Kenny Gunderman: Yes, I agree with all that. I think one thing to add, Shipra, and tying it back to the question about the hyperscalers. I do think that when we look at capital intensity going forward, we don’t anticipate pulling back on investing in our fiber infrastructure business, as Paul mentioned, so just to be clear on that. But I do think that there’s an increasingly amount of our bigger deals, whether it be anchor deals or lease-up deals, that have higher NRCs as a part of them, which will drive down capital intensity, as I mentioned in our prepared remarks. And I also think, independent of NRCs, there’s a likelihood that we’ll see higher IRU fees going forward as well. And so those things are both, I’d say, additions to our original plan when we think about bridging to that free cash flow period in 2026. So that’s a trend that’s developing, and we’re excited about it.
Unidentified Analyst: Thank you.
Operator: [Operator Instructions] Our next question comes from the line of Frank Louthan of Raymond James.
Unidentified Analyst: Hey, guys. Good morning. This is Rob [ph] on for Frank. You might have spoken to this earlier. I didn’t catch it. Are you expecting to do any builds for bead within Uniti Fiber, not within Windstream, in 2025, or is that more likely to be a 2026 event at this point?

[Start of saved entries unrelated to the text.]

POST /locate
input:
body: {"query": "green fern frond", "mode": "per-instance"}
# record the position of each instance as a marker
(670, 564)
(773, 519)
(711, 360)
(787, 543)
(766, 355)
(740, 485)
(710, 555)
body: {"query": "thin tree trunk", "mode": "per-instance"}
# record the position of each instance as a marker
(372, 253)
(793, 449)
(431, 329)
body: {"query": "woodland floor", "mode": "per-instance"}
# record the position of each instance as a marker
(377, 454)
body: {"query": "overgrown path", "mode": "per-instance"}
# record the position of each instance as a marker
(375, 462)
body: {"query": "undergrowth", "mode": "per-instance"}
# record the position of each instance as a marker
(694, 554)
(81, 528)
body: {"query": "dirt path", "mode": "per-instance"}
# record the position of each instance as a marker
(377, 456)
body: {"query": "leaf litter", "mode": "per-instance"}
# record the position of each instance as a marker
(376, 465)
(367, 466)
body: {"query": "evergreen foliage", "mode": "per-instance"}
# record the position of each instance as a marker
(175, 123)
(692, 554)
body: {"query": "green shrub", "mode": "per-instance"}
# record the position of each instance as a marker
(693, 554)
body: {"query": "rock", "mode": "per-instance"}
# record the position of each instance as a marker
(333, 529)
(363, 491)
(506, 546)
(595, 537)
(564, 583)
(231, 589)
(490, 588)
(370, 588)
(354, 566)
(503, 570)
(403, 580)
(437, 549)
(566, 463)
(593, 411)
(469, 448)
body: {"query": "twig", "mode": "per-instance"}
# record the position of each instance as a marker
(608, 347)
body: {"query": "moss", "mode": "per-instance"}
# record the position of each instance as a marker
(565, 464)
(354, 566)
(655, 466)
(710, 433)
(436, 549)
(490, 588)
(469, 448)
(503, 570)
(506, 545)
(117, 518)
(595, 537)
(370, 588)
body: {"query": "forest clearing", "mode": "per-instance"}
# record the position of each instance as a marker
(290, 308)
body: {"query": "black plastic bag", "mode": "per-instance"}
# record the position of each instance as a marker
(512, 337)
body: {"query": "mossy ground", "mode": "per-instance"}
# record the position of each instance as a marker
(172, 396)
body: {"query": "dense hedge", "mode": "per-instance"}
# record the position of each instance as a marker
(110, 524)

Kenny Gunderman: Good morning, Rob. So we’re currently not having conversations related to bead at Uniti. The bead-related conversations are entirely at Kinetic, which, as an aside, gives us the ability to communicate directly with Windstream about that, as opposed to being competing bidders. I do think on a combined basis, once the transaction is closed and on a go-forward basis, there will be opportunities to build in or around or off of our Uniti Fiber network. There are some really attractive metro fiber markets that we have, as you know, and taking the build and execution expertise of Kinetic and expanding that into that footprint, I think, is an opportunity that we really haven’t started to fully evaluate yet, but we do believe it’s an opportunity that’s on the dashboard.
But that will be post-closing. And when you look at the bead opportunity, we entirely agree with the way Paul and Drew Smith over at Windstream communicate about bead. It’s a terrific opportunity for Kinetic. It’s really targeting the Tier 2 and Tier 3 markets where Kinetic operates and thrives today. And so we think it’s a real opportunity, and it’s a big part of us expanding the number of homes targeted with fiber up to a million. So we’re really leaning into that on a combined basis, and we’re excited about the opportunity that we think it’s going to bring.
Unidentified Analyst: Great. Thank you, guys.
Operator: Thank you. I would now like to turn the conference back to Kenny Gunderman for closing remarks. Sir?
Kenny Gunderman: Great. We appreciate your interest in Uniti Group and look forward to updating you further on future calls. Thank you for joining us today.
Operator: This concludes today’s conference call. Thank you for participating. You may now disconnect.